The other day I stopped by my neighbor’s apartment across the hall. It’s been a while since I stopped by because we haven’t crossed paths so much like before. Her husband passed away about 2 months ago, and she often now stays with her daughter. She is Russian and speaks very little English, and so conversations “in passing” are hard to sustain. But when I get time and I know she’s there, I go with my Google Translator on my phone. The other day that happened, and we were able to converse back and forth. She opened up her picture albums, and we went through everything. And afterwards I showed her some of my own on my phone. We spent an hour and a half talking and sharing pictures – through Google Translate! I was so glad to talk to her, and she’s going to help me plant a garden on the side of the house for some homegrown food. And she certainly could use the company for a while, living alone with the memories of her husband.
In John’s Gospel, when the first disciples start to follow Jesus, they ask him, “Where are you staying?” He says, “Come and see.” (Jn 1:38-39) It’s then that they leave behind their own reality and step into his world. Later on, those disciples are going to tell others that they’ve found the Messiah. It’s because when they entered into his world, they found the solution to all their problems.
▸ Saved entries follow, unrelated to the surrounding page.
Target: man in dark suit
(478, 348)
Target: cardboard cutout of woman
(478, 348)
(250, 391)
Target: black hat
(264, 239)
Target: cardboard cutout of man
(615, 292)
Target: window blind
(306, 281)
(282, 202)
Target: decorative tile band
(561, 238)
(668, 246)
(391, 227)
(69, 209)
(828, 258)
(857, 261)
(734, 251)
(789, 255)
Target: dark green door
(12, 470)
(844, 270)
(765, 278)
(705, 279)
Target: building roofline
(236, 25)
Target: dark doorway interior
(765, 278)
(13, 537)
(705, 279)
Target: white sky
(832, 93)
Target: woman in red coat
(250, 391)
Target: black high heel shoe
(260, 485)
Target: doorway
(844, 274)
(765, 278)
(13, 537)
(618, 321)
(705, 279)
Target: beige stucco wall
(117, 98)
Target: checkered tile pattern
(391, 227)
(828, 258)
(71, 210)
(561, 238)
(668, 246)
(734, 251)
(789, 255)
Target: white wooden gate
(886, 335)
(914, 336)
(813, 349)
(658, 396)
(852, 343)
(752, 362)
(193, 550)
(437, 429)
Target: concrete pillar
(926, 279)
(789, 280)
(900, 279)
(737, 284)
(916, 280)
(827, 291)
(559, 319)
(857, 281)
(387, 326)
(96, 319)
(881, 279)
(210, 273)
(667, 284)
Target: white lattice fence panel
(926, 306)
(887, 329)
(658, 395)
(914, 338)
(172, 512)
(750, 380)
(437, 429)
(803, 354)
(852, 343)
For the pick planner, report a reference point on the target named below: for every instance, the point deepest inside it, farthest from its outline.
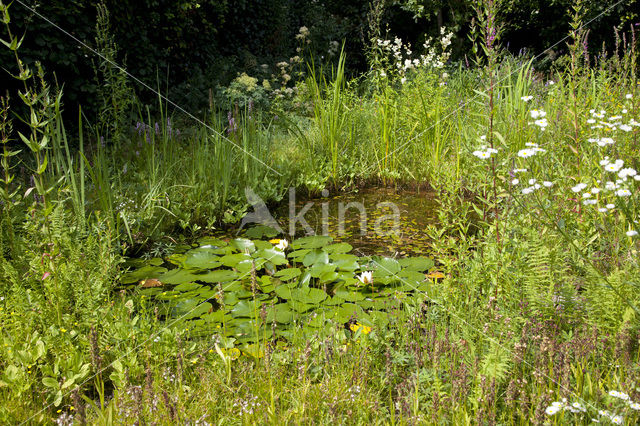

God hands us a life with many problems, and then has the guts to tell us to love our neighbor. It can seem like an extra assignment in life, a burden for us that is really only for the retired who have a lot of extra time or the heroes with superhuman energy. So we complain to God. OK, mostly in a passive way. We don’t tell God off or give Him an earful. We just blow it off, become resentful, and develop an anxiety, an anger, even a hatred for anytime anything having to do with the concept of “love your neighbor”. Shouldn’t others be able to take care of themselves? Don’t I have to take care of myself and my family first – and I have a lot to do there, I’m always behind at that. I worked for where I am now, they should too. Shouldn’t Americans take care of Americans first, we’ve got a lot of our own problems! Passive aggressive ways to tell God He’s being unreasonable and unfair.
But that is the reason why God sends His Son to attract us and invite us and lead us to put all of our own lives aside and follow him into the world of our neighbors. It’s because God has given us the problems and bad and unfair stuff of life for a good reason:
He’s put the solutions in our neighbors.
We are actually not created to be independents. The solutions are not inside of ourselves. It’s through our relationships with our neighbors that everything gets resolved.
And so when we are aware of our problems and busyness and responsibilities, the things that weigh on us in life, and then we hear God say, “Love your neighbor,” He’s not giving us extra work.
He’s giving us the solution to it all.
Because He’s placed the solutions in our neighbors.